Ainsi, bien que les progrès se poursuivent, notamment depuis les années 1990, des milliards de personnes resteront dans l’incapacité de jouir de leur droit à l’eau et à l’assainissement et ne pourront profiter des nombreux bénéfices de l’eau. Le Rapport de synthèse sur l’Objectif de développement durable a ainsi démontré que le monde n’atteindra pas l’objectif n°6 d’ici 2030, notamment en raison de sa complexité, mais aussi à cause d’inerties politiques persistantes.
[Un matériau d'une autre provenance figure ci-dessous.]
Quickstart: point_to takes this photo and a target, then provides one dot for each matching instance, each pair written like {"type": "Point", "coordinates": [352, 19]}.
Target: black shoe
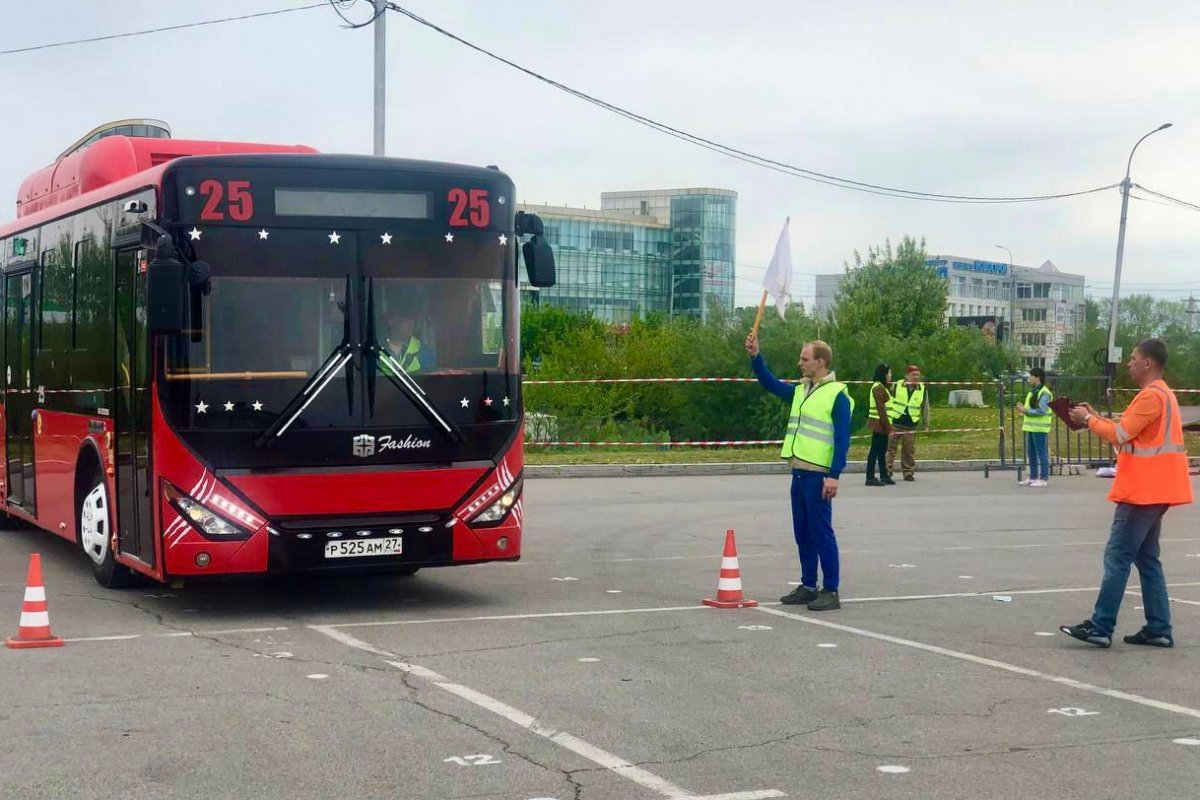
{"type": "Point", "coordinates": [1087, 632]}
{"type": "Point", "coordinates": [799, 596]}
{"type": "Point", "coordinates": [1145, 637]}
{"type": "Point", "coordinates": [827, 601]}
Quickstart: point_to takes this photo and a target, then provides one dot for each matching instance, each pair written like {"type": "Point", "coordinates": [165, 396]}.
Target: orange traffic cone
{"type": "Point", "coordinates": [34, 630]}
{"type": "Point", "coordinates": [729, 585]}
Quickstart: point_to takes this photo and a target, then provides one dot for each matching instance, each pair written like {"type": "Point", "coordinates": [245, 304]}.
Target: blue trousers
{"type": "Point", "coordinates": [813, 527]}
{"type": "Point", "coordinates": [1134, 540]}
{"type": "Point", "coordinates": [1037, 445]}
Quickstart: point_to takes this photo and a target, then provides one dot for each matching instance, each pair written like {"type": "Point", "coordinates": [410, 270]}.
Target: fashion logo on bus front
{"type": "Point", "coordinates": [364, 446]}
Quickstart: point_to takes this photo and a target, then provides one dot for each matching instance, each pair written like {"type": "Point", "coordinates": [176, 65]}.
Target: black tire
{"type": "Point", "coordinates": [96, 545]}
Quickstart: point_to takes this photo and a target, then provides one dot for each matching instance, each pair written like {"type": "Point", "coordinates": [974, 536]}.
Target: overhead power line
{"type": "Point", "coordinates": [160, 30]}
{"type": "Point", "coordinates": [742, 155]}
{"type": "Point", "coordinates": [1171, 200]}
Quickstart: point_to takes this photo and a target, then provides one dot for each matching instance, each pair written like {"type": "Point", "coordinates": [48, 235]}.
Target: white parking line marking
{"type": "Point", "coordinates": [1025, 547]}
{"type": "Point", "coordinates": [1137, 593]}
{"type": "Point", "coordinates": [561, 738]}
{"type": "Point", "coordinates": [606, 612]}
{"type": "Point", "coordinates": [495, 618]}
{"type": "Point", "coordinates": [991, 662]}
{"type": "Point", "coordinates": [173, 635]}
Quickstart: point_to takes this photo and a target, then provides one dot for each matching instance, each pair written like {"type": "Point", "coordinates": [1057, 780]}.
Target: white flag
{"type": "Point", "coordinates": [778, 281]}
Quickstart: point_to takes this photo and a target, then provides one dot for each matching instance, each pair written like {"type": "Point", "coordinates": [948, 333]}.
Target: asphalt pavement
{"type": "Point", "coordinates": [591, 669]}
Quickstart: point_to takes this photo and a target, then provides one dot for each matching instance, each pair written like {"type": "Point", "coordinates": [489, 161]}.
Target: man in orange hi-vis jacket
{"type": "Point", "coordinates": [1152, 476]}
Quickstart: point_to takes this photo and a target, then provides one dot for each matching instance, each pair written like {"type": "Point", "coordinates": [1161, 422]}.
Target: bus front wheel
{"type": "Point", "coordinates": [95, 527]}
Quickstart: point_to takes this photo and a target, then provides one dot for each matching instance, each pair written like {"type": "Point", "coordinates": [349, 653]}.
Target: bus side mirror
{"type": "Point", "coordinates": [166, 289]}
{"type": "Point", "coordinates": [539, 262]}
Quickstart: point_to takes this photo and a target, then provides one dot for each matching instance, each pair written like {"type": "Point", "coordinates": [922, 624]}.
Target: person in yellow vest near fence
{"type": "Point", "coordinates": [1036, 422]}
{"type": "Point", "coordinates": [879, 421]}
{"type": "Point", "coordinates": [910, 408]}
{"type": "Point", "coordinates": [403, 344]}
{"type": "Point", "coordinates": [815, 445]}
{"type": "Point", "coordinates": [1152, 476]}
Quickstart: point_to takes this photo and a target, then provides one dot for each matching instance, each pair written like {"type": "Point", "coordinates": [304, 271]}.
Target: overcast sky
{"type": "Point", "coordinates": [963, 97]}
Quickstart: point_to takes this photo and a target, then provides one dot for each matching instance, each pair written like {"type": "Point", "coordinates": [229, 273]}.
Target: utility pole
{"type": "Point", "coordinates": [381, 29]}
{"type": "Point", "coordinates": [1116, 278]}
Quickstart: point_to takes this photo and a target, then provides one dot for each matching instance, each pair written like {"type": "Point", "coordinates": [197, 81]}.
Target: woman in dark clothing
{"type": "Point", "coordinates": [881, 427]}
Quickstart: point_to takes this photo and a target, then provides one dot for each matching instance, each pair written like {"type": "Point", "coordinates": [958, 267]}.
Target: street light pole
{"type": "Point", "coordinates": [1012, 292]}
{"type": "Point", "coordinates": [381, 82]}
{"type": "Point", "coordinates": [1116, 280]}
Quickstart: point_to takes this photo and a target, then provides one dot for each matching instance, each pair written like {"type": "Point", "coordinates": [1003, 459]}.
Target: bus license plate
{"type": "Point", "coordinates": [354, 548]}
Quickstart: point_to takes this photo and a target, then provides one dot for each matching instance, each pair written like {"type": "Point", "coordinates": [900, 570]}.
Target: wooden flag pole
{"type": "Point", "coordinates": [757, 319]}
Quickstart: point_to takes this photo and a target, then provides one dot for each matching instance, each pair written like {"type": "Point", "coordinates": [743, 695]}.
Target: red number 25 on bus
{"type": "Point", "coordinates": [471, 209]}
{"type": "Point", "coordinates": [232, 197]}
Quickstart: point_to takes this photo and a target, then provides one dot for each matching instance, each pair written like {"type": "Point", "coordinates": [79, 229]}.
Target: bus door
{"type": "Point", "coordinates": [135, 523]}
{"type": "Point", "coordinates": [19, 389]}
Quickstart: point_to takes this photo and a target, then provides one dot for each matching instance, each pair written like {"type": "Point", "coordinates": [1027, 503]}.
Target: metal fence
{"type": "Point", "coordinates": [1067, 446]}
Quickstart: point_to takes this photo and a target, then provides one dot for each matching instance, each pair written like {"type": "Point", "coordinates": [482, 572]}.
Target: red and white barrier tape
{"type": "Point", "coordinates": [725, 443]}
{"type": "Point", "coordinates": [723, 380]}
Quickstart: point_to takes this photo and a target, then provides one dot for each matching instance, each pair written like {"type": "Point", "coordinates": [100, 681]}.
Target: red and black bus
{"type": "Point", "coordinates": [227, 358]}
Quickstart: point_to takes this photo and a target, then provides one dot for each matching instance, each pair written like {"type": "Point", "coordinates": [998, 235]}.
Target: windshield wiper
{"type": "Point", "coordinates": [397, 376]}
{"type": "Point", "coordinates": [334, 364]}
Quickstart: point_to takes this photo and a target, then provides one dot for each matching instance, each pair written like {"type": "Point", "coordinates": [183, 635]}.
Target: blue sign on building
{"type": "Point", "coordinates": [942, 266]}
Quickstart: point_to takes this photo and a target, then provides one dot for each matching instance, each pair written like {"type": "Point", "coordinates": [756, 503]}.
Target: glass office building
{"type": "Point", "coordinates": [669, 251]}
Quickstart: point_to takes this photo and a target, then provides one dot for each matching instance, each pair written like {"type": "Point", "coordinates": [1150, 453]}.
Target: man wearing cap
{"type": "Point", "coordinates": [909, 408]}
{"type": "Point", "coordinates": [1152, 476]}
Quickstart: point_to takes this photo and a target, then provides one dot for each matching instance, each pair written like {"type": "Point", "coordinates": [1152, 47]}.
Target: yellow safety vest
{"type": "Point", "coordinates": [903, 401]}
{"type": "Point", "coordinates": [809, 434]}
{"type": "Point", "coordinates": [411, 358]}
{"type": "Point", "coordinates": [1037, 423]}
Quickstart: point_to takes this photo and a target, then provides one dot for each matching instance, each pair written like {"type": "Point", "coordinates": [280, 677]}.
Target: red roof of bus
{"type": "Point", "coordinates": [117, 163]}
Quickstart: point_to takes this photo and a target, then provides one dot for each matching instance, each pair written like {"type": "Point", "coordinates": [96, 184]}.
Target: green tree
{"type": "Point", "coordinates": [893, 292]}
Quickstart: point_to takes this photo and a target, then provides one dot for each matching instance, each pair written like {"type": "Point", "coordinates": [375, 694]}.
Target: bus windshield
{"type": "Point", "coordinates": [297, 335]}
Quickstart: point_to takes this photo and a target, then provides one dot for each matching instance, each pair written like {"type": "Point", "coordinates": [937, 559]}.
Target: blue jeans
{"type": "Point", "coordinates": [1037, 446]}
{"type": "Point", "coordinates": [1134, 540]}
{"type": "Point", "coordinates": [813, 527]}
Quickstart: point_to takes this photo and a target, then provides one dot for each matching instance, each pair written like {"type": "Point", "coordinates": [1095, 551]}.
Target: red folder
{"type": "Point", "coordinates": [1061, 408]}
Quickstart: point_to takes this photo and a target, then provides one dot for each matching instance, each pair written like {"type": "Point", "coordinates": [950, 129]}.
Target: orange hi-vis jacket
{"type": "Point", "coordinates": [1152, 461]}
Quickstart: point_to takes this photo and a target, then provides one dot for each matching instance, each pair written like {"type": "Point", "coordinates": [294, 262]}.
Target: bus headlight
{"type": "Point", "coordinates": [209, 523]}
{"type": "Point", "coordinates": [498, 510]}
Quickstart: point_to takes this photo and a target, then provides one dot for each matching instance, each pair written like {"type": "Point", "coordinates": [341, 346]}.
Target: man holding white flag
{"type": "Point", "coordinates": [778, 281]}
Pourtant, selon le Rapport mondial des Nations Unies, c’est un objectif qui est bien réalisable. La seule condition réside dans la volonté collective d’agir et l’établissement d’une gouvernance mondiale de l’eau. A terme, améliorer la gestion des ressources en eau ainsi que l’accès aux services d’approvisionnement et d’assainissement sera indispensable pour réduire les diverses inégalités sociales et économiques. Ces dernières décennies ont vu un renforcement de la demande d’une gestion intégrée des ressources en eau : l’évaluation de ces ressources étant d’une importance fondamentale pour la prise de décisions rationnelles, les capacités nationales pour procéder aux évaluations nécessaires doivent être soutenues sans réserve.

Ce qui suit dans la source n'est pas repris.